Mimi and Papa always lived in small houses, two bedrooms, one bath, so it wasn't like they were spending a fortune on these changes.  Even when they moved (three times in my lifetime), they took their old stuff with them--until The Change!  Everything was strangely new, unfamiliar.

When I got to this Day's Inn last night looking for the pony in the barn of shit (you all know that story, don't you?  the two brothers go into the barn on Christmas morning and see it's filled with excrement and the pessimist brother gets all sad and the optimist brother says, "There must be a pony in here somewhere!")  I decided to clean house.  On my computer and phone.

My music library has been in place since I got my first iPod many years ago.  As I've moved up to newer iPods and now an iPhone, the music has moved with me.  Listening to that music yesterday, I kept clicking past songs I know.  Very few still speak to me.

I kept only what I  want to hear when I plug the phone into the speakers.  To hear the same song over and over is like re-reading the same book, when there are so many books out there to discover.

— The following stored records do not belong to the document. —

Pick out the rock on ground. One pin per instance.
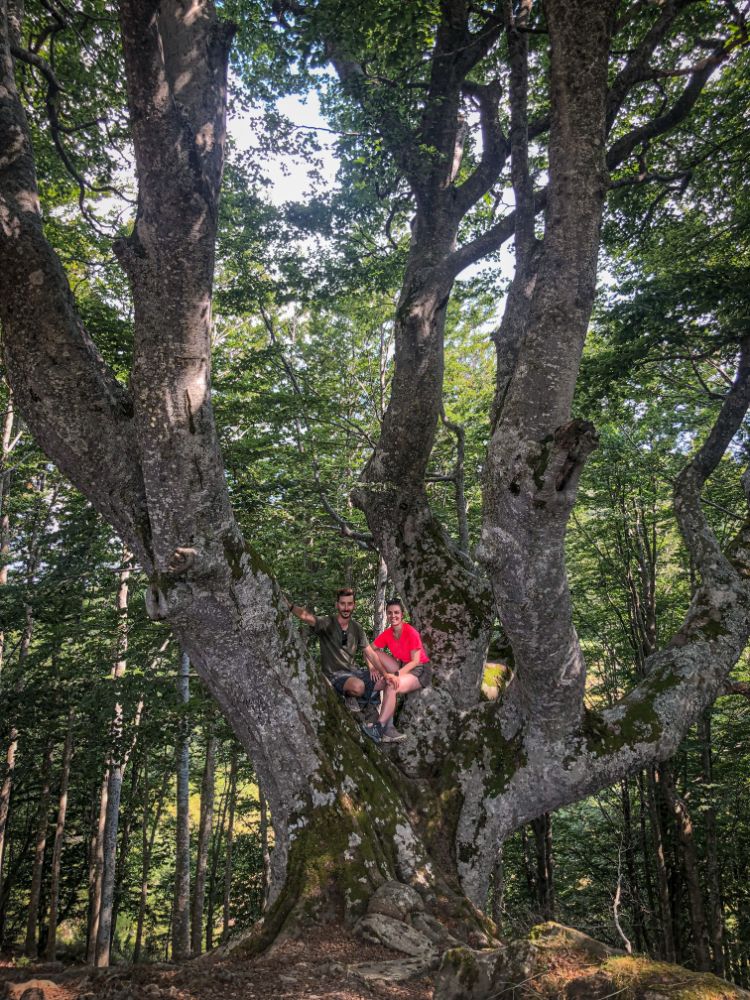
(561, 963)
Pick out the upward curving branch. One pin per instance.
(71, 401)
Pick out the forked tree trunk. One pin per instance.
(57, 850)
(148, 457)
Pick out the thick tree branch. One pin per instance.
(637, 68)
(680, 109)
(533, 772)
(176, 64)
(494, 147)
(701, 542)
(70, 400)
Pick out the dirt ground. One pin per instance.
(315, 969)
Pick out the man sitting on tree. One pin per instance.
(341, 638)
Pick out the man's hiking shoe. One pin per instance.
(392, 735)
(375, 732)
(370, 713)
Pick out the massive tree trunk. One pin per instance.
(345, 816)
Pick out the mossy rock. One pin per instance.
(606, 972)
(637, 977)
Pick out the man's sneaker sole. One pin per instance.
(392, 737)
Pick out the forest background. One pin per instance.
(302, 366)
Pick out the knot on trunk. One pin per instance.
(573, 443)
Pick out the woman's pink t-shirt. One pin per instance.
(401, 648)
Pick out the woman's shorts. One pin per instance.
(423, 673)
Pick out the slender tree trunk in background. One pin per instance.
(122, 854)
(498, 891)
(96, 870)
(10, 763)
(117, 764)
(380, 621)
(32, 922)
(528, 869)
(7, 446)
(204, 840)
(229, 846)
(181, 922)
(10, 756)
(54, 892)
(264, 847)
(715, 908)
(542, 828)
(5, 793)
(646, 853)
(147, 848)
(636, 904)
(689, 858)
(662, 874)
(216, 842)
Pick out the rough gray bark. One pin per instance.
(181, 907)
(264, 846)
(57, 849)
(204, 839)
(689, 859)
(147, 456)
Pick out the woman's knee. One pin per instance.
(355, 687)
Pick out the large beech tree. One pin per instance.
(564, 95)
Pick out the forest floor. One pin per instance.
(317, 968)
(321, 968)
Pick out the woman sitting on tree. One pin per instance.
(401, 653)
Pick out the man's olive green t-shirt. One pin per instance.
(333, 655)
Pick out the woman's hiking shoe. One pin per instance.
(374, 731)
(392, 735)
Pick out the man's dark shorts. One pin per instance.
(423, 673)
(340, 678)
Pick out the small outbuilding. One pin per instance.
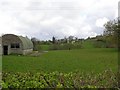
(13, 44)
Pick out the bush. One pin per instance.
(106, 79)
(66, 46)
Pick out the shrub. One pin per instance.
(106, 79)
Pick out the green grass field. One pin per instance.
(96, 60)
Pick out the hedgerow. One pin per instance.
(106, 79)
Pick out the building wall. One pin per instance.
(8, 40)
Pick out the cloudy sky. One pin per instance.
(46, 18)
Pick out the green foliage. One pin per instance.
(97, 60)
(112, 32)
(106, 79)
(66, 46)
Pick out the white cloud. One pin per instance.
(46, 18)
(100, 22)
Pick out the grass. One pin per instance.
(96, 60)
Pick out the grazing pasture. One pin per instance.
(87, 60)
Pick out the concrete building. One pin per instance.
(13, 44)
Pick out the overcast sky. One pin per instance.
(46, 18)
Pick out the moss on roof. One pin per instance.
(27, 43)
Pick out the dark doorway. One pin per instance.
(5, 50)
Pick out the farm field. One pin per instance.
(87, 60)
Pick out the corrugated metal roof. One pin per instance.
(27, 43)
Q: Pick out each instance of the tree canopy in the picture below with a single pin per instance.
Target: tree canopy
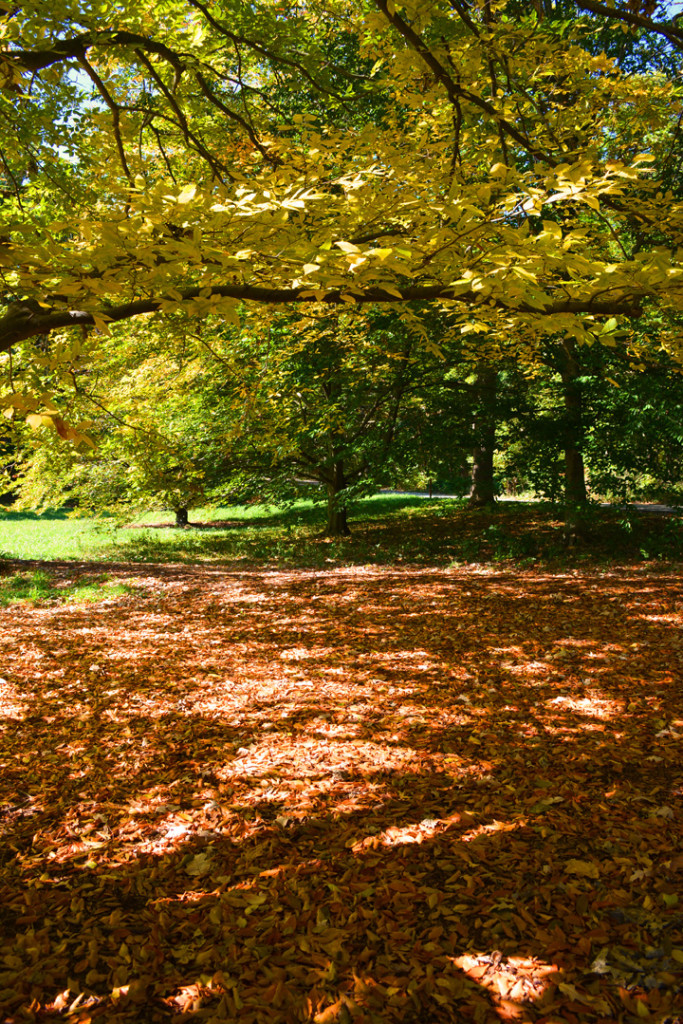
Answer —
(489, 156)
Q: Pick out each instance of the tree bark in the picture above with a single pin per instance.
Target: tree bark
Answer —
(337, 522)
(483, 492)
(574, 474)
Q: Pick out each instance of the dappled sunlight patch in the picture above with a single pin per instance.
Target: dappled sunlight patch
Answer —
(332, 834)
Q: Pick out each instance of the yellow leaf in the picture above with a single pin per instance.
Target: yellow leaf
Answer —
(585, 868)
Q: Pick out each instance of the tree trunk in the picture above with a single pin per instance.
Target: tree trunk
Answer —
(337, 523)
(574, 475)
(483, 492)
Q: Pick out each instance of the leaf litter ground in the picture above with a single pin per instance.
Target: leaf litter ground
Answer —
(358, 795)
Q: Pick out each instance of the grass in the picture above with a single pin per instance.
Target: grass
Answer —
(40, 588)
(386, 529)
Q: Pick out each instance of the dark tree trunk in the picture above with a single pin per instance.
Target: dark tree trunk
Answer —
(574, 475)
(337, 523)
(483, 492)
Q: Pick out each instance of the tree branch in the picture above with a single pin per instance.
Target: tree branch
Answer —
(30, 321)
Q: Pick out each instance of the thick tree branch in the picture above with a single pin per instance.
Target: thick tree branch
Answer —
(68, 49)
(30, 321)
(670, 32)
(455, 91)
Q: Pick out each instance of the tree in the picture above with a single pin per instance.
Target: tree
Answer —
(158, 417)
(464, 154)
(316, 398)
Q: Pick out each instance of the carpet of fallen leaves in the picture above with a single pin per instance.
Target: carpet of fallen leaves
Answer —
(356, 796)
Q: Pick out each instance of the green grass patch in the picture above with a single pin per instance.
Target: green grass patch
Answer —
(386, 529)
(40, 587)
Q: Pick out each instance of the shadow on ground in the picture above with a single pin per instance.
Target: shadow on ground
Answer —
(372, 796)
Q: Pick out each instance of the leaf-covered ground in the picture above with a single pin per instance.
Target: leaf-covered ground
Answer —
(367, 795)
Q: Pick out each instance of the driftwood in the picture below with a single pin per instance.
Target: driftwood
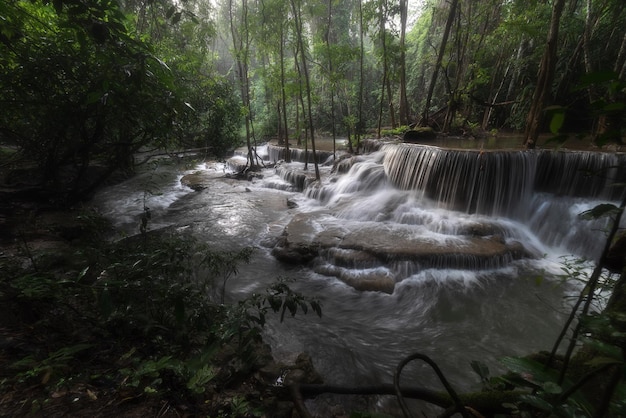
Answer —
(485, 402)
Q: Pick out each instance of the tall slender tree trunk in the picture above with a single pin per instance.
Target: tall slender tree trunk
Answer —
(241, 57)
(298, 23)
(331, 77)
(442, 49)
(359, 125)
(283, 94)
(543, 88)
(404, 105)
(383, 41)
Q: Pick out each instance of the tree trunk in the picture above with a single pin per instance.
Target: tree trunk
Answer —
(283, 94)
(442, 50)
(542, 93)
(299, 36)
(241, 53)
(359, 125)
(404, 105)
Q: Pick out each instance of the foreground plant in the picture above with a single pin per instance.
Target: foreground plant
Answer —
(134, 320)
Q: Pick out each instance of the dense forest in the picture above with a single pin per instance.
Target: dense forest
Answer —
(87, 86)
(86, 81)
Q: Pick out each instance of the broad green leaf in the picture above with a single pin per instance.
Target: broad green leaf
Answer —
(480, 369)
(604, 209)
(530, 370)
(537, 402)
(170, 12)
(556, 123)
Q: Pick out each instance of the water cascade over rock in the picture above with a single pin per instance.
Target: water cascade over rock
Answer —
(407, 208)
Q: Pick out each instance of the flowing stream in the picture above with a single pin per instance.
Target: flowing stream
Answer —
(452, 305)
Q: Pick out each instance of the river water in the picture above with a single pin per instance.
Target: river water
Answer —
(453, 314)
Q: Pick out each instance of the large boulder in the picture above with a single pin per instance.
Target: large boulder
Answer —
(361, 256)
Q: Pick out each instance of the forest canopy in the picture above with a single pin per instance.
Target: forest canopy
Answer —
(94, 81)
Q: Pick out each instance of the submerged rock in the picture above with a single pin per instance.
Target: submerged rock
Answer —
(375, 256)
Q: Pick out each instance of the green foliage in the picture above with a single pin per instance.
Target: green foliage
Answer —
(153, 319)
(80, 90)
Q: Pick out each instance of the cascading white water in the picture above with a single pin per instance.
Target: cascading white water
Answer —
(406, 214)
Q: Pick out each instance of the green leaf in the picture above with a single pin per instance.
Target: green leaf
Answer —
(537, 402)
(596, 77)
(604, 209)
(480, 369)
(551, 388)
(170, 12)
(556, 123)
(529, 370)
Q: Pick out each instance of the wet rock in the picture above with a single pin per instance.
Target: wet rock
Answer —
(195, 181)
(377, 255)
(616, 258)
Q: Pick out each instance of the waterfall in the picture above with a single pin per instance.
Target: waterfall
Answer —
(502, 183)
(545, 189)
(276, 153)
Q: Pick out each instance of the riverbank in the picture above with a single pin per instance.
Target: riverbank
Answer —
(68, 350)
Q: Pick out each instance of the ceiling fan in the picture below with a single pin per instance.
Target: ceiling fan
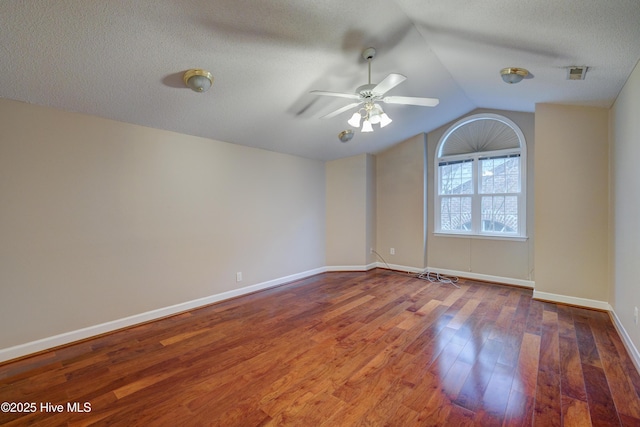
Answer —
(370, 95)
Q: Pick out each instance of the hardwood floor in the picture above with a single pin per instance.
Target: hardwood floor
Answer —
(342, 349)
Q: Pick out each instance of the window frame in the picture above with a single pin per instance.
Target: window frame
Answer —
(476, 196)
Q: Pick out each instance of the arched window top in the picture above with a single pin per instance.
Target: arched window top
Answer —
(480, 133)
(480, 186)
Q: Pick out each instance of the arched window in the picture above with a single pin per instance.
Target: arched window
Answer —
(481, 178)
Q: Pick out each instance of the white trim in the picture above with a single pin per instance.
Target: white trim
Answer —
(84, 333)
(485, 277)
(580, 302)
(626, 340)
(482, 236)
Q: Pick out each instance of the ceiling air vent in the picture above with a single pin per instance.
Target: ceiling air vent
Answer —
(576, 73)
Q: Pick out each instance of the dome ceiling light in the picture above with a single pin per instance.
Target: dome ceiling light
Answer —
(513, 75)
(198, 80)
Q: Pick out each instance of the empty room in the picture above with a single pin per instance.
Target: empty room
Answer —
(291, 213)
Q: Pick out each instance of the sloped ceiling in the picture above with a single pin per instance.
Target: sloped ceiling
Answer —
(124, 60)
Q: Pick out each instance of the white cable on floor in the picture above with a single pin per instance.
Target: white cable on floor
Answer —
(438, 278)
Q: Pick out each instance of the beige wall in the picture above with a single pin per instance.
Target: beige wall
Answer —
(624, 294)
(350, 192)
(400, 203)
(489, 257)
(100, 220)
(572, 201)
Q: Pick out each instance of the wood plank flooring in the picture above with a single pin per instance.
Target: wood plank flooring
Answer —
(342, 349)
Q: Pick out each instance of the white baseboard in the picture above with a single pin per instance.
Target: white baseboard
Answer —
(626, 340)
(84, 333)
(580, 302)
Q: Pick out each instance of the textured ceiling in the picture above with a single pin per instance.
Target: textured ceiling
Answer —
(123, 60)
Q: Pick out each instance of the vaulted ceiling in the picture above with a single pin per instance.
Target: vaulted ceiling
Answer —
(124, 60)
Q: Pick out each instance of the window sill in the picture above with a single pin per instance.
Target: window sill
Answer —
(483, 236)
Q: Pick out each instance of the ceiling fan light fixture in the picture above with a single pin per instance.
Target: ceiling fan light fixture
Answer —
(355, 120)
(198, 80)
(512, 75)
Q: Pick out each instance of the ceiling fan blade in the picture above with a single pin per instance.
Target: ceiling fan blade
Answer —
(341, 110)
(410, 100)
(338, 94)
(389, 82)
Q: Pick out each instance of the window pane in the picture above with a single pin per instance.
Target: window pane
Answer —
(455, 213)
(456, 178)
(500, 175)
(500, 214)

Now, with Pandora, you can create a station that sends you songs along the way in the vein of whatever musician you want.  With Podcasts, you can hear new conversations.

And so just like that, just like Mimi and her familiar furniture, I deleted hundreds of songs, shrinking my music library down to the essentials: Leonard Cohen, Jim Reeves (who sounds as close to my daddy singing as any one could sound), some actual voice mails my daddy left for Micah who saved them and made copies for us all, some poetry, a few audio books, a few others.

Before purging my library,  each time I heard a particular song, I could tell you exactly where I was when I first heard it.  The songs have become soundtracks of former trips.

It's not exactly the same as "outgrowing" the old; it's more like "overgrowing" them. The old familiar tunes are so absorbed in who we are that we don't actually need them anymore--except maybe when we want to travel back in time.

Good-bye Doo-Wop and all those Fifties songs I downloaded for Mike.
Good-bye Elvis, the Beatles, Simon and Garfunkel.
Good-bye Bob Dylan, Carly, Barbra.
Thanks for the memories, all of you.  If I ever need to wallow in former loves, I'll know where to find you.